Computers, the internet, smartphones and iPods may be an integral part of our lives today but for baby boomers, these common bits of technology are still a little intimidating to work with. Since most of these gizmos came into being in the last twenty years, seniors still find it a little hard to interact with them. However, since a majority of the world’s population, including the kids and grandkids of folks from this demographic, use these gadgets to interact with each other rather than traditional modes of communication, it becomes quintessential for seniors to familiarize themselves with these technologies. To allow seniors to use computers, tablets and the internet to connect with their children and grandchildren as well as each other in a modern way, designer Timothy Ng has created the Acer Providence all-in-one PC design concept.
The Acer Providence is designed to help bring seniors into the world of computing in a non-intimidating fashion. The concept looks at offering a fresh new perspective on familiar technology that can be enjoyed by everyone, everywhere. This particular PC concept addresses the needs of seniors when it comes to everyday computing.

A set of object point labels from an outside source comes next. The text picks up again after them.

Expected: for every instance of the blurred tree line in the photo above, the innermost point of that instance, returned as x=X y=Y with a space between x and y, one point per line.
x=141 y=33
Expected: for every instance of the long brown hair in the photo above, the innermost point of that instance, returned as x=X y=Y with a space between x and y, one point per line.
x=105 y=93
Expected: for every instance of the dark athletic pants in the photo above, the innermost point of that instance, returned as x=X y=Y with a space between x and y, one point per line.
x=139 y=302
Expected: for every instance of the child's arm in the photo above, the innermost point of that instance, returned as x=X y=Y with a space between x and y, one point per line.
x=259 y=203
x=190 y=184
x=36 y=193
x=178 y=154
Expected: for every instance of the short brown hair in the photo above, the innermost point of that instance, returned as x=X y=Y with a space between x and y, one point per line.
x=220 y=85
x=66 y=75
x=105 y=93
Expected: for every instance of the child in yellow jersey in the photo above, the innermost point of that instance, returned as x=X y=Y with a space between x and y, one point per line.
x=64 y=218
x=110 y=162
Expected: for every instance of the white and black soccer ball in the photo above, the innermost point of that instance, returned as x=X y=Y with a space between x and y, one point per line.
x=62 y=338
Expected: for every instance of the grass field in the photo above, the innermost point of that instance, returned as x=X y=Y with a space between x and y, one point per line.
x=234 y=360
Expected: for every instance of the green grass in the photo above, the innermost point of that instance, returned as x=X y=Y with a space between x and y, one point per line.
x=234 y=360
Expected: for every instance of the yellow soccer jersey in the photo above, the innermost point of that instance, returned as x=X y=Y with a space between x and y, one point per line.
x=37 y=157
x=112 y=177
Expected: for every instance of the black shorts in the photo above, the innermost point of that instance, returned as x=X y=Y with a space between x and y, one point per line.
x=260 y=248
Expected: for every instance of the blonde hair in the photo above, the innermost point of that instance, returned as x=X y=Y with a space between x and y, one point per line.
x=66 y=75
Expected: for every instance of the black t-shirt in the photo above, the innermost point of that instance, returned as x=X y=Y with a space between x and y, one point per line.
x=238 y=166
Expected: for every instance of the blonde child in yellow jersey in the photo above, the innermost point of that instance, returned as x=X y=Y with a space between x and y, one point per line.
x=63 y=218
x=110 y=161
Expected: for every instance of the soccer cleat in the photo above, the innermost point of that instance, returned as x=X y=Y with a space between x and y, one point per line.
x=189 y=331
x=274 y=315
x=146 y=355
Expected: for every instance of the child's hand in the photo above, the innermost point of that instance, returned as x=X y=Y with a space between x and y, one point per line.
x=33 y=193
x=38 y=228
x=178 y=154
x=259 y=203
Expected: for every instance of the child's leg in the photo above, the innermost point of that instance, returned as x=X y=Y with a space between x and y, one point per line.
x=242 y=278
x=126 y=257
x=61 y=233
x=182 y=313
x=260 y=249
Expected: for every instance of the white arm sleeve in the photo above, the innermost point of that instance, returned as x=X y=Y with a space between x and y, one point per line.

Using an unintimidating form and design functions that are geared towards seniors, the concept makes the computing experience an easier and more comfortable one for this target market which comprises of folks in the 65-plus age group who are comfortably settled in life yet are intimidated by modern technology. Since this demographic also has developing physical limitations, they cannot use desktops and laptops the way younger people do.
The Acer Providence looks to cater to people with issues like arthritis, decreasing vision and limited mobility. Thanks to a fully articulating arm, the monitor of this desktop PC can detach from the body of the computer and be used as a tablet as well. This affords the concept a simpler interface to navigate- one that is direct and easy to understand for people who aren’t too familiar with computing but want to be able use it nonetheless.